Biodynamic wine is very similar to organic wine, but is not submitted to european regulations.  To be allowed to biodynamic wine labelling, it is necessary to obtain a certification, and the most common is by Demeter association, named after Demetra, goddess of cultivated land, and then of agriculture and in particular of wheat.  It was born in 1928, as first organization that issued food production standards; moreover, by defining a specific regulation, this association has actually created a product certification.  As suggested by the name, biodynamic wine is tightly related to biodynamic agriculture techniques, a discipline much closer to philosophy than science. This kind of approach to agriculture is based on the principle that plants, ground, animals and human beings are all part of one unique system which is integrated and self-sufficient, linked to the rhythms of nature and cosmos.

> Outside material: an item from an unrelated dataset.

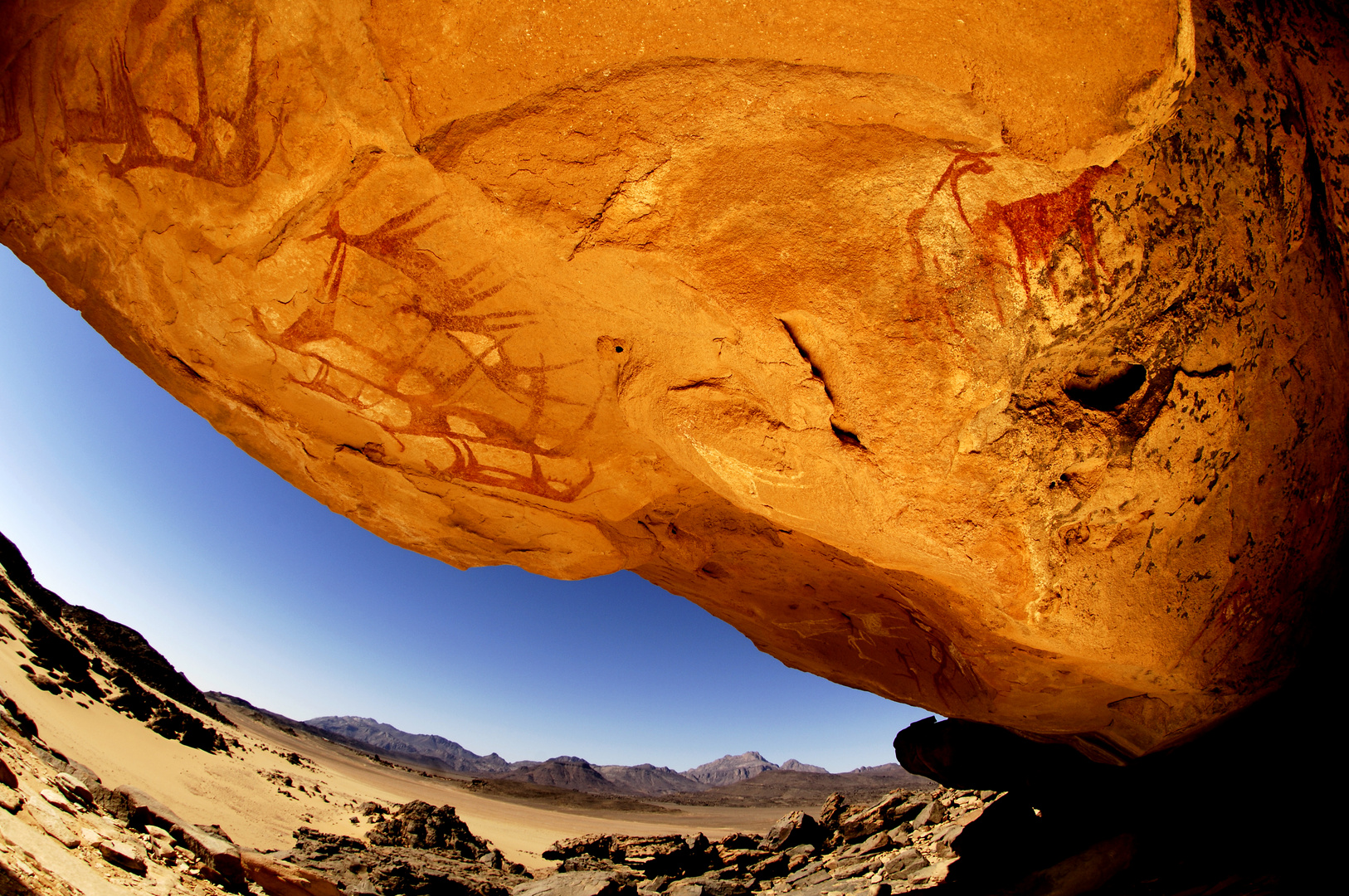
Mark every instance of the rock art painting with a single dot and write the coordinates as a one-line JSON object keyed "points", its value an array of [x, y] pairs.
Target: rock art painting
{"points": [[991, 361]]}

The differences between organic and biodynamic wine are substantially based into an olistic view of cultivation.  Biodynamic brings the concept of organic agriculture to the extreme, searching for a sinergy with nature and its cycles, but taking into account the spiritual value as well.  Therefore, any wine produced according to biodynamic discipline comes from grapes cultivated following lunar phases, and dividing pruning, irrigation and harvesting practices into specific days. Harvest must be absolutely handmade.

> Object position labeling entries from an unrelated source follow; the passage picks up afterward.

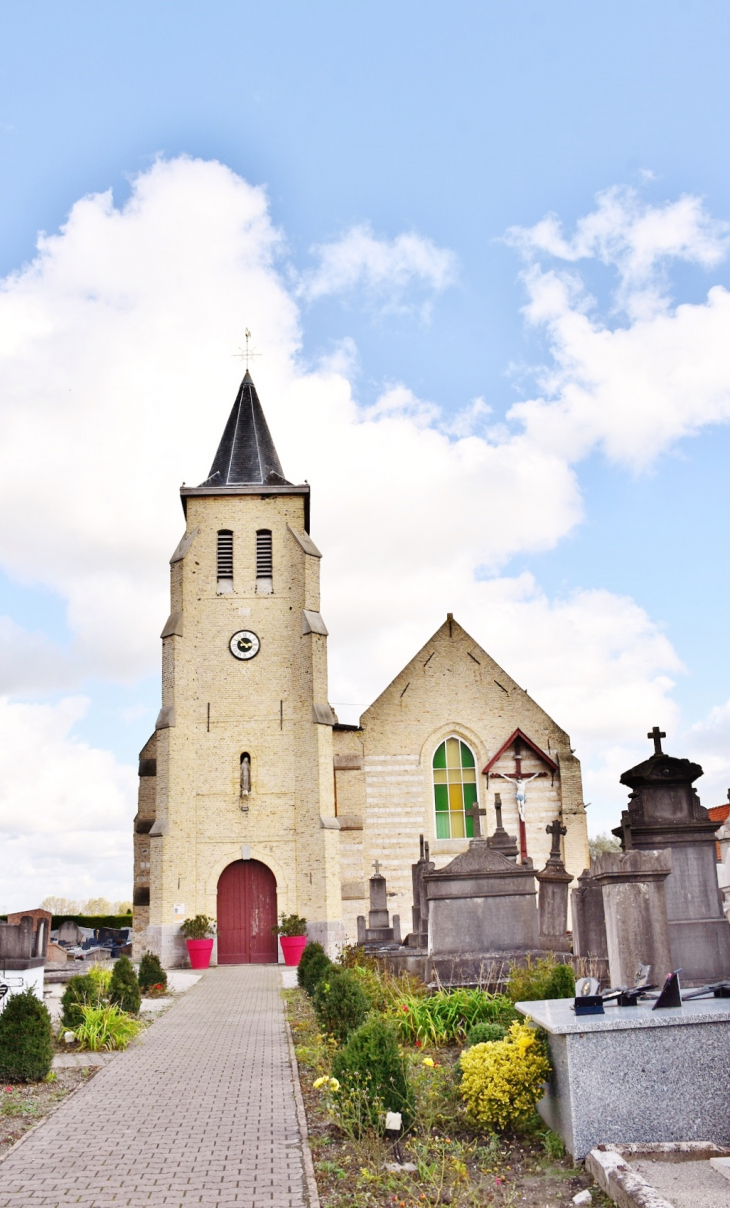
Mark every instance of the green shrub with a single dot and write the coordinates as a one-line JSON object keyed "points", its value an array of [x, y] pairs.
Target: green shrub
{"points": [[313, 965], [447, 1016], [25, 1039], [102, 979], [123, 989], [80, 991], [485, 1033], [340, 1002], [561, 982], [151, 974], [105, 1027], [540, 979], [372, 1076], [502, 1081]]}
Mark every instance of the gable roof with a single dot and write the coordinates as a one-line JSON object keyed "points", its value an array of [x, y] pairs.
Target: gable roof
{"points": [[245, 456], [520, 733]]}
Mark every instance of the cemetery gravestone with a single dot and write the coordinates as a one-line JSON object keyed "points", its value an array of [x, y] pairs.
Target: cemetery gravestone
{"points": [[665, 812]]}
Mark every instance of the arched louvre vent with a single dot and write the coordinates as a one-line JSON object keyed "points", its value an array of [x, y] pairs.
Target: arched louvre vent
{"points": [[225, 555], [264, 555]]}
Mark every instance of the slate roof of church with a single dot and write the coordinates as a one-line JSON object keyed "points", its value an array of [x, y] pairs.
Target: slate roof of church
{"points": [[245, 456]]}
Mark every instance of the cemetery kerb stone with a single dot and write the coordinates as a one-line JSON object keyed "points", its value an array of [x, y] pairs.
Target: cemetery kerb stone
{"points": [[635, 1074]]}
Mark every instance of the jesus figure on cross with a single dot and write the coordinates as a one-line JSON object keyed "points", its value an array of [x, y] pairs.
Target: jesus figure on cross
{"points": [[521, 782]]}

Ob viously, Demeter will release its certifications to wine farms that make no use at all of pesticides, herbicides and chemical fertilizers, but non only this.  It is necessary to use, according to a monthly calendar, some specific biodynamic products like hornmanure and cornosilica made according to specific prescriptions. The restrictions are, therefore, much harder than those required for organic certification.

The target is to maximize environment sustainability. It is avoided the use of fining agents of animal origin, no yeasts to induce fermentation, because only spontaneous fermentation is allowed, or by a starter from grapes coming from the same farm. Then, to be considered a biodynamic wine, it must be bottled only in glass and the plug must be not a plastic one. So as for organic wine, also biodynamic wine does not reduce to zero sulfites, but reduce them futher: 70 mg/l for red wines, 90 mg/l for whites and 60 mg/l for sparkling wines.

Before talking of “”natural” wine it is necessary to clarify that the two terms together could be considered a contraddiction, a kind of oxymoron, because wine does not exist in nature but is the result of knowledge, processing, man work.  It is claimed in doctrine that grapes as well, without man work and with no natural support (trees, bushes), could not survive laying its branches on the ground.

The so-said natural wines  have no regulation to be compliant to, but only rules shared by the various producers associations.  Their peculiarity is to act as less as possible during all the production steps, reducing at zero the use of chemicals, wine adjuvants, winemaking, maturation and refinement.   Harvest is generally handmade, careful selection of grapes for quality and subsequent low yields.  In cellar spontaneous fermentation is preferred, with no addition of sulphorous in any stage of process or very little amounts and only in case of need.

In substance, the main target of whoever produces natural wine is to offer to consumers a product obtained as much as possible  according to the cycles of nature.

The doctrine, in particular prof. Luigi Moio in 2024, declared that selected yeasts affect wine perfume not more than 20%; and that natural wines are more exposed to the risk of infections than the products added with sulphites, added within the limit that laws allow.

In the end, for every wine lover there is a way of being wine “green”, and the various approaches to sustainability make the world of wine tasting more and more multi-faced, and offers hints to compare continuously the different production philosophies.